PCVC is receiving support, both financial and otherwise, from the British High Commission in their endeavours to reach out to burn victims.
On being asked about the help the High Commission provides, he says, "It is also the degree to which we can help with advocacy for the ideas PCVC wants to push into the system. Now, it's not for us to push it, but it's important to us, it's important to our Prime Minister. The question of violence, more broadly against women and children, is top of our agenda, so we [are operating] with partners like PCVC."
The effort here, both PCVC and the High Commission stress, is to build and establish a mechanism that in every way aims at providing psychological support and burn care to the victim.
"The handbook actually tries to do that. It's not about what services are being offered, which NGOs are out there, which hospitals have the best tech," says a spokesperson from the High Commission.

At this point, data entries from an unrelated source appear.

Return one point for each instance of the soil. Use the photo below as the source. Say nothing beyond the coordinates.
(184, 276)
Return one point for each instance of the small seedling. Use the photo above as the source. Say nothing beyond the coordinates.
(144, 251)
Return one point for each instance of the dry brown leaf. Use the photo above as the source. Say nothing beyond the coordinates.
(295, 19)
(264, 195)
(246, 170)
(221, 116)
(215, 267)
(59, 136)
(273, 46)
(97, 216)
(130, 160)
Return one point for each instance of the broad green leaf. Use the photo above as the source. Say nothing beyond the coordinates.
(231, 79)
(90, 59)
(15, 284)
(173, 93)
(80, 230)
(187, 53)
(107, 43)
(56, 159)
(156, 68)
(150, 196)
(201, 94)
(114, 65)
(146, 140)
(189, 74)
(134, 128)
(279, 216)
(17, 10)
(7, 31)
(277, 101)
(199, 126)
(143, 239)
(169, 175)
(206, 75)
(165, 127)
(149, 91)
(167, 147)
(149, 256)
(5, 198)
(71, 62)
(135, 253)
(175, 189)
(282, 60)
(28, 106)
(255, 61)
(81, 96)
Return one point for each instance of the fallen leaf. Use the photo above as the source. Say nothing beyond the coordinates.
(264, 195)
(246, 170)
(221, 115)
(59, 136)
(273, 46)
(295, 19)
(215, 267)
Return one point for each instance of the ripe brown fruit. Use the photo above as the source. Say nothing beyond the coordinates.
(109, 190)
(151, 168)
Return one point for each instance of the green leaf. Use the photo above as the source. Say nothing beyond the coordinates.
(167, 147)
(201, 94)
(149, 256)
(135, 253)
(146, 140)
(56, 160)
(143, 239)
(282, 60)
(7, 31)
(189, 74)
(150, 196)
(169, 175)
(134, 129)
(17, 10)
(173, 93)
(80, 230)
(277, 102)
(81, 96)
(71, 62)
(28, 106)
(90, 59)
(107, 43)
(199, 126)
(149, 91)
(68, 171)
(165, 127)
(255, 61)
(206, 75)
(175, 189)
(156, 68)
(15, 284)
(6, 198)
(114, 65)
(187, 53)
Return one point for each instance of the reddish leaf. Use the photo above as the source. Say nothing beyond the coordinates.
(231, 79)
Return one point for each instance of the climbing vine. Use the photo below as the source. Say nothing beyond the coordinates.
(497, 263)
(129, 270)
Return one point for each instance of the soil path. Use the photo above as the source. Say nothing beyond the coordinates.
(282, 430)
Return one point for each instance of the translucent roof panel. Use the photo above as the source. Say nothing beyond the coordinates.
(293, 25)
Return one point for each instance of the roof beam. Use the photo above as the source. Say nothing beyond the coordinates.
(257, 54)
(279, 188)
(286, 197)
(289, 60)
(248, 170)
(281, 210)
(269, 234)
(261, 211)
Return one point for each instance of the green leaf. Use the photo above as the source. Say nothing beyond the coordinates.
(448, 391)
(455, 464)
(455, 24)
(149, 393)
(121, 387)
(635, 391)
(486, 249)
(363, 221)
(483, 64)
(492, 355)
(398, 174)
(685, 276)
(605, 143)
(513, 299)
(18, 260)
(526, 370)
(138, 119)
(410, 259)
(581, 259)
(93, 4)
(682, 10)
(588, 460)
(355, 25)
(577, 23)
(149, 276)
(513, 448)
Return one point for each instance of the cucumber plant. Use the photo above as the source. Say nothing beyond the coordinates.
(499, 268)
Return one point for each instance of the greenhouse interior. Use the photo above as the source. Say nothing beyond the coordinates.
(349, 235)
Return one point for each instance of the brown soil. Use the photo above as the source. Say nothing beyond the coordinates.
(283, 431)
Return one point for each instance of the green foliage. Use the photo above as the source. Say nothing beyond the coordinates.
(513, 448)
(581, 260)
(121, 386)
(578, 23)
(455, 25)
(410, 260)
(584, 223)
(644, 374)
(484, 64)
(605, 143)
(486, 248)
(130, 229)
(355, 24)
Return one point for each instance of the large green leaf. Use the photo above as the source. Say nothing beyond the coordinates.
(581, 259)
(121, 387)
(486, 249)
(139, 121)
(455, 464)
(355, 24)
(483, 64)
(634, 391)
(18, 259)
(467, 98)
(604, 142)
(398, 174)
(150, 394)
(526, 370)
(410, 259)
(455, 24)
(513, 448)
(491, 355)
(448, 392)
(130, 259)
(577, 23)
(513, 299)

"It's actually about what's happening to this woman, what she's experiencing in the family, the violence that's affecting her. When she's in the hospital... there are cases where the police are standing next to her [hospital] bed and asking her to record a statement when she's just been admitted with burns. And the husband, who could be the offender, is standing next to her. How do you actually deal with that? Where she's compelled to give a statement that this is an accident," he adds.
Overlooked aspects
According to PCVC's investigation, while acid attacks are "almost exclusively faced by women" , the cases of burn injuries and fatalities are not only much higher among women, but they also follow a certain pattern. The burns often cover more surface area on the victim's body, and are more severe in terms of the degree of the burn. Possibly because they're intentional.
PCVC's findings also suggest that the lower mortality rate among men is due to the support and care the family provides. This, of course, falls in line with how patriarchal family structures, especially among the more economically backward classes, often overlook the women to accommodate the needs of men, who may be the sole breadwinners.
This lack of family support could also mean psychological trauma in the case of women, a particularly gendered aspect to burns that medical practitioners must look into.
The findings also expressly state that "almost all doctors across the four states opined that many [women] succumb to injuries due to infections [in and out of hospitals]". Better care would instantly mitigate that, however, women's bodies are often neglected, and it comes as no surprise that a large number of these women die, not directly because of the burns, but due to the lack of attention.
PCVC further states that the follow up rate for medical care amongst women is very poor: another factor for the high mortality rate.
Even within the existing support mechanisms, there continue to be gaps. One of the key findings of their report has been that burns wards are expected to refer patients to the psychological and psychiatric department, and this almost never happens in practise. Also, while there are physio and psychotherapy units in hospitals, most of these burn victims don't have access.
That a lot of this can be traced back to a lack of family support, and, of course, cultural baggage that demands women be sacrificing, is deeply troubling.
91,000 is a frighteningly large number. Brazil recorded 91,000 Zika cases last year. Cases alone, not deaths. That was enough for the virus to be considered an epidemic. While it can be impossible to tell an accident from an attack in the case of burns, the sheer scale of burn deaths in the country means that burn cases warrant further investigation.